I have a 16 GB VRAM card, and I was running some models that would overflow 16GB by using the CPU+RAM to run some of the layers. It worked, but was very slow, even for only a few layers.

Well I noticed llama.cpp has an rpc-server feature, so I tried it. It was very easy to use. Lin here, but probably similar on Win or Mac. I had an older gaming rig sitting around with a GTX 1080 in it. Much slower than my 4080, but using it to run a few layers is still FAR faster than using the CPU. Night and day almost.

The main drawbacks I’ve experienced so far are,

  • By default it tries to split the model evenly between machines. That’s fine if you have the same card in all of them, but I wanted to put as much of the model as possible on the fastest card. You can do that using the --tensor-split parameter, but it requires some experimenting to get it right.

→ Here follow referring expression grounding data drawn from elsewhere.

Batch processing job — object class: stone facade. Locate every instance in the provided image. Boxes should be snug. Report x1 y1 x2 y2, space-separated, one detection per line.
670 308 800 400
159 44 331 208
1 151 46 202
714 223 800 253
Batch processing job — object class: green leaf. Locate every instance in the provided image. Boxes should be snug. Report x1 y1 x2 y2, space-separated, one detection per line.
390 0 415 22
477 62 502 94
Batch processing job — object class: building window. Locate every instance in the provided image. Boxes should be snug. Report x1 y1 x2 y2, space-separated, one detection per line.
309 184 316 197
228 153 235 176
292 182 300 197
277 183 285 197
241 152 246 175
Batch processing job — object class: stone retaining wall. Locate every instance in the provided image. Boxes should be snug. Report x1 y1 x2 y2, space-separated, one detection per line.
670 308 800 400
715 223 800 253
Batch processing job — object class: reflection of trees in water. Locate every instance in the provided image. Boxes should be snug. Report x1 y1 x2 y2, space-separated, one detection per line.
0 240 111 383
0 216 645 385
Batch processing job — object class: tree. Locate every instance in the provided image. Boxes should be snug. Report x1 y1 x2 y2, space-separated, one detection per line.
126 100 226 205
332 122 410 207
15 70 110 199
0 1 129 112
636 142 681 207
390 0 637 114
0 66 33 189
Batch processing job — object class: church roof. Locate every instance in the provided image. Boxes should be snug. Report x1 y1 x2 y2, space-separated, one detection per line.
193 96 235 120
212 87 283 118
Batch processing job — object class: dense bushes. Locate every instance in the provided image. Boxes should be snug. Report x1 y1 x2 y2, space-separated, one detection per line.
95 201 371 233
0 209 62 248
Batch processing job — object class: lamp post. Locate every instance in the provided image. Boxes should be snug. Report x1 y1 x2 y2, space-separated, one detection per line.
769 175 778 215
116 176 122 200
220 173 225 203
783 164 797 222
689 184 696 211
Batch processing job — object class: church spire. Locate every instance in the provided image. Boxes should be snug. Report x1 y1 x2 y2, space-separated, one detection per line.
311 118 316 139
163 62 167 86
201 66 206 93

  • It loads the rpc machine’s part of the model across the network every time you start the server, which can be slow on 1 gigabit network. I didn’t see any way to tell rpc-server to load the model from a local copy. It makes my startups go from 1-2 seconds, up to like 30-50 sec.

  • Q8 quantized KV cache works, but Q4 does not.

Lots of people may not be able to run 2 or 3 GPUs in one PC, but might have another PC they can add over the network. Worth a try, I’d say, if you want more VRAM space.